PARIS: Toujours hostile à une primaire à gauche, Raphaël Glucksmann juge "qu'il est bien trop tôt pour se déclarer candidat" à la présidentielle et assure que la gauche non mélenchoniste sera "suffisamment adulte" pour désigner "le meilleur candidat".

"Il est bien trop tôt pour se déclarer candidat. Ce qui m'obsède, c'est que la ligne politique que je porte soit capable de gagner l'élection présidentielle", a déclaré mercredi sur France 2 l'eurodéputé Place publique, le mieux placé selon les sondages pour porter une candidature de centre-gauche.

Il a défendu la démarche de "rassemblement" initiée par une quarantaine d'élus de la gauche et des écologistes, dont le patron des députés PS Boris Vallaud et l'écologiste Yannick Jadot.

Dans ce rassemblement, "on se met d'accord sur le fond (du projet), ensuite on crée une équipe et on désigne le candidat ou la candidate la mieux placée (...) Et on sera suffisamment adulte pour qu'il y en ait qu'un ou une", a-t-il affirmé.

Il a répété son hostilité à une primaire à gauche, qui a été une nouvelle fois défendue mardi soir dans un meeting à Paris par ses partisans comme Clémentine Autain, François Ruffin, Marine Tondelier ou Olivier Faure.

"La malédiction de la gauche, c'est de ne parler qu'à la gauche", a-t-il expliqué.
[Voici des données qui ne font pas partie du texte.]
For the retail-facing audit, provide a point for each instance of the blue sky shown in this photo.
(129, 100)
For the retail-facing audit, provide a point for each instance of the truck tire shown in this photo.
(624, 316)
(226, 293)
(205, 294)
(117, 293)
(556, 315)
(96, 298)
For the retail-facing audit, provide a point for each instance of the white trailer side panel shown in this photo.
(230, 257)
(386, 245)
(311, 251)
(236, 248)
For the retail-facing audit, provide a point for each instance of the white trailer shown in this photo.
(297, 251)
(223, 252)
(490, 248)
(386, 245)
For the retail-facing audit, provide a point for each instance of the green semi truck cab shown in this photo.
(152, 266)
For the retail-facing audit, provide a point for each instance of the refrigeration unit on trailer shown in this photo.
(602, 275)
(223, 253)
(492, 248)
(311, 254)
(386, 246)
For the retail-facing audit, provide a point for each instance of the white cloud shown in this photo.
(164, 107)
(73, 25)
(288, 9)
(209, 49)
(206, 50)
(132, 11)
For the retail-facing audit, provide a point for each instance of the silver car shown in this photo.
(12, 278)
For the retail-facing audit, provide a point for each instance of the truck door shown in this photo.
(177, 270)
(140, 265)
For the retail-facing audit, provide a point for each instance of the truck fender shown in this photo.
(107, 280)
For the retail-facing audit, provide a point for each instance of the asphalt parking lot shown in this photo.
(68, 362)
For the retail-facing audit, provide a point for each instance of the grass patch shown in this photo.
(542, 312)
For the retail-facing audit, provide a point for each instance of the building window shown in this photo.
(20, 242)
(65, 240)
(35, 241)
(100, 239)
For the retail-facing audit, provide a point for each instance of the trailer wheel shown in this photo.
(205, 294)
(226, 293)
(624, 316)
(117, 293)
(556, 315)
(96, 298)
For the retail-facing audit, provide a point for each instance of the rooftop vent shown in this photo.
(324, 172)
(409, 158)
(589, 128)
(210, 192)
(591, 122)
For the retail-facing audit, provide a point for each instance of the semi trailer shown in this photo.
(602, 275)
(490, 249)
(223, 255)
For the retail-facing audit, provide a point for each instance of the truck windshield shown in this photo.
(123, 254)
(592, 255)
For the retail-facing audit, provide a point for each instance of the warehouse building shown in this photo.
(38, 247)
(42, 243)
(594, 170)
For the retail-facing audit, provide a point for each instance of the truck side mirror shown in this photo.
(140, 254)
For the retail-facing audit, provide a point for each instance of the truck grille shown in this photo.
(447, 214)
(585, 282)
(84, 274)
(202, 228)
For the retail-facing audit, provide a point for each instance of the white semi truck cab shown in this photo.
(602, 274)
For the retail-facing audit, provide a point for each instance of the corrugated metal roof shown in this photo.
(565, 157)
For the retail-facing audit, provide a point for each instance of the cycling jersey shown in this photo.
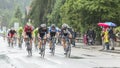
(53, 31)
(65, 32)
(35, 32)
(28, 30)
(20, 30)
(11, 33)
(42, 32)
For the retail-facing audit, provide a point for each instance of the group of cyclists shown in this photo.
(40, 36)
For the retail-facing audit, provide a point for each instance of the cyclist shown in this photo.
(53, 31)
(28, 32)
(65, 33)
(42, 34)
(35, 34)
(20, 32)
(11, 34)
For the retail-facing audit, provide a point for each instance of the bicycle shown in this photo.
(36, 43)
(29, 47)
(68, 47)
(53, 40)
(20, 42)
(12, 41)
(43, 48)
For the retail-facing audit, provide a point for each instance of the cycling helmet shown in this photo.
(64, 26)
(28, 24)
(53, 25)
(43, 25)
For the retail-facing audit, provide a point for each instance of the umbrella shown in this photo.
(110, 23)
(103, 24)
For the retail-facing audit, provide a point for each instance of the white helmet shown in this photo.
(43, 25)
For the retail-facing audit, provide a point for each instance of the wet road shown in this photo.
(80, 58)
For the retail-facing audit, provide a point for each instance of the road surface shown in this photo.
(80, 58)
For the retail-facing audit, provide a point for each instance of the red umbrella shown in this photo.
(103, 24)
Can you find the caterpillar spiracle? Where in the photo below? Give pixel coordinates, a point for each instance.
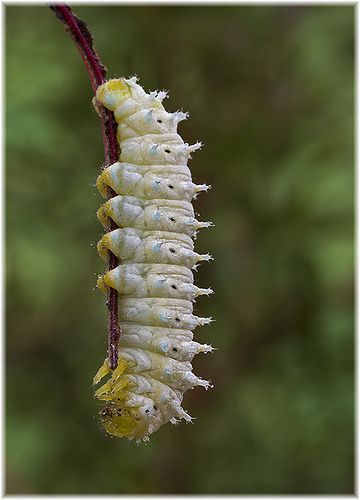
(156, 223)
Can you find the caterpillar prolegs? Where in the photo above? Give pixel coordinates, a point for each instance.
(156, 223)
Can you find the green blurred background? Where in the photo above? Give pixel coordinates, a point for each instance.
(270, 91)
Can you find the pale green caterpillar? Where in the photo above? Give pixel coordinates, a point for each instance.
(156, 223)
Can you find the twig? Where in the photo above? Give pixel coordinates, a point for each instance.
(83, 39)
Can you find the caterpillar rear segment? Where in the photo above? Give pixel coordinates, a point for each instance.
(156, 223)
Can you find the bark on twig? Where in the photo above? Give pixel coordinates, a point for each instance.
(83, 39)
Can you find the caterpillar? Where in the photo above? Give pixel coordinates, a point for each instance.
(154, 243)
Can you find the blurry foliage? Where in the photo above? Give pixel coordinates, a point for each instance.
(270, 91)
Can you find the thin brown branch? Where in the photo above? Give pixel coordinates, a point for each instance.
(83, 39)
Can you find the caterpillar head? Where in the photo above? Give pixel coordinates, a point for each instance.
(120, 420)
(112, 93)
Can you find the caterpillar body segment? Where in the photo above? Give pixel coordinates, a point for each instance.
(156, 223)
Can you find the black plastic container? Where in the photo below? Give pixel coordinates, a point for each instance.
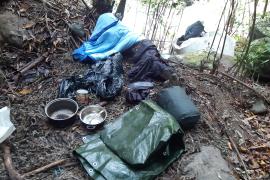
(62, 112)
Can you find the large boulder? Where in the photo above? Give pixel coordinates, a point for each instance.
(209, 165)
(257, 62)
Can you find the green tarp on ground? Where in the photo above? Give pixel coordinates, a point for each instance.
(140, 144)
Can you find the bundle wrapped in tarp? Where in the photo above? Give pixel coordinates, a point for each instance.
(110, 36)
(140, 144)
(175, 101)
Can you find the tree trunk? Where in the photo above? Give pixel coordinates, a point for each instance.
(265, 8)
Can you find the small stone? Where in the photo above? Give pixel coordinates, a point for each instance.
(209, 164)
(259, 107)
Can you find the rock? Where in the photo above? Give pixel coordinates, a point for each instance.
(11, 30)
(259, 107)
(209, 165)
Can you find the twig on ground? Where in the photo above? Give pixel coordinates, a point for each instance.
(44, 168)
(244, 84)
(34, 63)
(238, 154)
(13, 174)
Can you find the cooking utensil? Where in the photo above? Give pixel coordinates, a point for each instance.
(93, 116)
(82, 96)
(61, 112)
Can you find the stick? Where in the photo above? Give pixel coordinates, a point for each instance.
(44, 168)
(86, 5)
(244, 84)
(238, 155)
(13, 174)
(33, 63)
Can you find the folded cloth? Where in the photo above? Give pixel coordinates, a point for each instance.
(148, 64)
(139, 145)
(109, 37)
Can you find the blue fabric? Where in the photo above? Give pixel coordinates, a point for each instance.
(109, 37)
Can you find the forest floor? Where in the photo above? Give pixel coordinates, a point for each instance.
(223, 102)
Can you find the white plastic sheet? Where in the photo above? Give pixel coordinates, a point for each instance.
(6, 126)
(204, 43)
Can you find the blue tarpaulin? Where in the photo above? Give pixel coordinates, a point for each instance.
(109, 37)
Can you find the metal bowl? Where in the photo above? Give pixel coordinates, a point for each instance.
(62, 111)
(93, 116)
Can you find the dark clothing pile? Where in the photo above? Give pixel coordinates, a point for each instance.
(148, 64)
(194, 30)
(138, 91)
(105, 79)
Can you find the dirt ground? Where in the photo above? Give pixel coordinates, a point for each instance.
(224, 105)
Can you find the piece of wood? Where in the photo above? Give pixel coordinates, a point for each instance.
(33, 64)
(244, 84)
(44, 168)
(238, 155)
(13, 174)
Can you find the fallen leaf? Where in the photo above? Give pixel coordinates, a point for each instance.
(28, 25)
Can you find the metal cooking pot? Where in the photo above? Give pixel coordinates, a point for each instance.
(93, 116)
(61, 112)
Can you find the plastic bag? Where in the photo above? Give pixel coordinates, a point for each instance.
(175, 101)
(140, 144)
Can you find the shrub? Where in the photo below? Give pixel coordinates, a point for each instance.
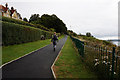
(15, 33)
(11, 20)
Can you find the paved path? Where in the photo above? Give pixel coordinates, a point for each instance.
(36, 65)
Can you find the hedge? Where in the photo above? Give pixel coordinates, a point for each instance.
(11, 20)
(15, 33)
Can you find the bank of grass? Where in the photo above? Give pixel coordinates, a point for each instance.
(14, 51)
(70, 65)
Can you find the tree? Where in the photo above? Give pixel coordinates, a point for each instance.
(25, 19)
(34, 17)
(49, 21)
(88, 34)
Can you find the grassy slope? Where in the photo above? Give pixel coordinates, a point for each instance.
(69, 64)
(14, 51)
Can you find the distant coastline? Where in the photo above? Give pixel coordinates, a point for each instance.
(113, 39)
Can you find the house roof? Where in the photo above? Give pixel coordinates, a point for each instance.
(3, 8)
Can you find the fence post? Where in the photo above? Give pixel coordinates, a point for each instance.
(113, 59)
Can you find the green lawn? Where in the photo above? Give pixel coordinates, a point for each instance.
(69, 64)
(14, 51)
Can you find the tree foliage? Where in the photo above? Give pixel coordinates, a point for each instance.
(49, 21)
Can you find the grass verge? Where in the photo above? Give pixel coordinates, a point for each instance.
(14, 51)
(70, 65)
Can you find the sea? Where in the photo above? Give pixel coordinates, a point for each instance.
(110, 38)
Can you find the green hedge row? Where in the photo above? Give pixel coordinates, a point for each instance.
(11, 20)
(15, 33)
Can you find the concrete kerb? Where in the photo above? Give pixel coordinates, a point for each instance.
(22, 56)
(54, 63)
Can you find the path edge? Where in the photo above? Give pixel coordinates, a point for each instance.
(22, 56)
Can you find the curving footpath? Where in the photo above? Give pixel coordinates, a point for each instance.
(36, 65)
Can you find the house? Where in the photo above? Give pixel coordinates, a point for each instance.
(5, 11)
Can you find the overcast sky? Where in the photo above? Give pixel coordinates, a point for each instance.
(100, 17)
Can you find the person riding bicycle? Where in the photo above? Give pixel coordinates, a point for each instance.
(54, 39)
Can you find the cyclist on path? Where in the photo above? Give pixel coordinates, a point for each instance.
(54, 39)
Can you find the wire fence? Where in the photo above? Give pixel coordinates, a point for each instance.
(105, 62)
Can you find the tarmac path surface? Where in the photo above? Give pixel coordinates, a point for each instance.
(35, 65)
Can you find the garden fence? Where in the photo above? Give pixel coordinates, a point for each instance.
(108, 59)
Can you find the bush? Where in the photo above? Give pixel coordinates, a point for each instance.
(15, 33)
(11, 20)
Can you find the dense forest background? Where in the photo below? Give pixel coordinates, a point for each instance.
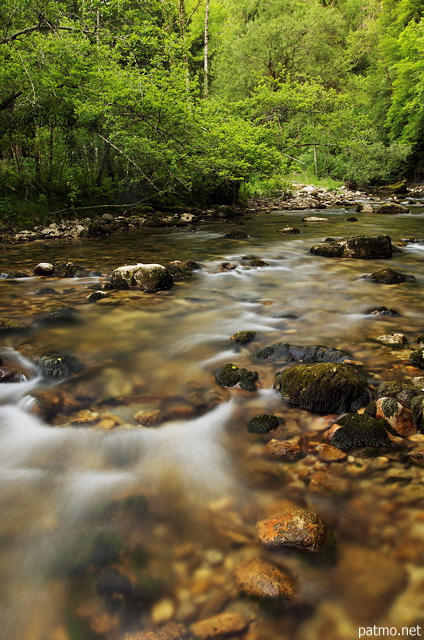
(191, 101)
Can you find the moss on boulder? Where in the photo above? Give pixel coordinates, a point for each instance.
(324, 387)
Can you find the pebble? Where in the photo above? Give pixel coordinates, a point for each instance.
(328, 453)
(261, 579)
(226, 624)
(299, 528)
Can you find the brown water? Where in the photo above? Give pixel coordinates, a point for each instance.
(173, 508)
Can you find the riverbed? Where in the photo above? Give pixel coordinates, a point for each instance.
(164, 505)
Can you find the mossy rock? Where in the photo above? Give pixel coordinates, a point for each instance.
(54, 364)
(417, 409)
(230, 375)
(389, 276)
(11, 326)
(360, 430)
(400, 391)
(417, 358)
(264, 423)
(243, 337)
(324, 387)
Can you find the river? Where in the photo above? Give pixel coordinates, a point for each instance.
(168, 510)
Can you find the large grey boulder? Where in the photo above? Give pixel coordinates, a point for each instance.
(367, 247)
(147, 277)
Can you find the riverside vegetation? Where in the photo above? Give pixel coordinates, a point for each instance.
(171, 102)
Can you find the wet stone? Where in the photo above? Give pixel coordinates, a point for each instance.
(324, 388)
(300, 528)
(243, 337)
(259, 578)
(264, 423)
(223, 625)
(360, 430)
(287, 450)
(230, 375)
(328, 453)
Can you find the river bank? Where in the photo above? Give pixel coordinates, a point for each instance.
(109, 221)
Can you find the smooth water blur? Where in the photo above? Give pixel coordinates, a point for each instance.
(139, 350)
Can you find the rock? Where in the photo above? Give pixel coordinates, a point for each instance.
(147, 277)
(288, 450)
(230, 375)
(170, 631)
(288, 229)
(243, 337)
(300, 528)
(43, 269)
(401, 391)
(281, 351)
(328, 453)
(223, 625)
(258, 578)
(69, 269)
(366, 207)
(417, 358)
(324, 388)
(381, 311)
(61, 315)
(360, 430)
(417, 410)
(389, 276)
(235, 235)
(54, 364)
(11, 326)
(365, 247)
(96, 295)
(181, 270)
(392, 339)
(399, 417)
(392, 208)
(264, 423)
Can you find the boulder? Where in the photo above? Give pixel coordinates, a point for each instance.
(365, 247)
(259, 578)
(324, 387)
(264, 423)
(392, 208)
(146, 277)
(300, 528)
(389, 276)
(284, 352)
(230, 375)
(360, 430)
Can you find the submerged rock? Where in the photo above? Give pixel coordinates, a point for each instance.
(365, 247)
(58, 364)
(258, 578)
(235, 235)
(392, 208)
(324, 388)
(230, 375)
(282, 351)
(417, 410)
(10, 326)
(264, 423)
(147, 277)
(360, 430)
(243, 337)
(300, 528)
(401, 391)
(389, 276)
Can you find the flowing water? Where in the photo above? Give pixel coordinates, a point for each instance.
(166, 511)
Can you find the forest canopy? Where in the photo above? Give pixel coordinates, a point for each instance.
(185, 101)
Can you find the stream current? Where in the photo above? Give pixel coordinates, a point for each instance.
(171, 507)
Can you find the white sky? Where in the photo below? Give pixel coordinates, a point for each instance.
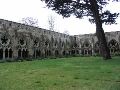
(15, 10)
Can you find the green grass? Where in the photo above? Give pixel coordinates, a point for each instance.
(76, 73)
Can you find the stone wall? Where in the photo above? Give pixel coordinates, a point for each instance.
(19, 41)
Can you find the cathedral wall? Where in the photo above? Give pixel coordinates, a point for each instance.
(19, 41)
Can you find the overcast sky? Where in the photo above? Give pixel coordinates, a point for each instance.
(15, 10)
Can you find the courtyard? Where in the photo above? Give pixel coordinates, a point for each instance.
(73, 73)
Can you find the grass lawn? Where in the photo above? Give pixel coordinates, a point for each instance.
(76, 73)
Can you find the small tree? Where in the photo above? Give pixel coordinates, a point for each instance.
(30, 21)
(51, 22)
(92, 8)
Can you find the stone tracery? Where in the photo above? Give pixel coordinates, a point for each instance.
(44, 43)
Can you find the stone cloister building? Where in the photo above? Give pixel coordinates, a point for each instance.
(19, 41)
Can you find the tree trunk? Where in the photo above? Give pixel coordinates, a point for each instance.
(104, 50)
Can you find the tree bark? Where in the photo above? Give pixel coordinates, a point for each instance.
(104, 50)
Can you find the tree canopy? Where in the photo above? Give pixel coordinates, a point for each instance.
(81, 8)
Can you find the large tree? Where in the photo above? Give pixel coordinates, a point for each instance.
(91, 8)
Pendant que la gauche fait une primaire, "Jean-Luc Mélenchon parlera aux Français, Jordan Bardella parlera aux Français".

Il a jugé "parfaitement normale" la candidature du leader insoumis "parce qu'en fait, nous incarnons des lignes totalement différentes".

"Donc il n'y aura pas de cris d'orfraie de ma part. C'est tout à fait logique qu'il y ait deux offres politiques qui s'affrontent quand il y a deux visions du monde qui s'affrontent", a-t-il estimé.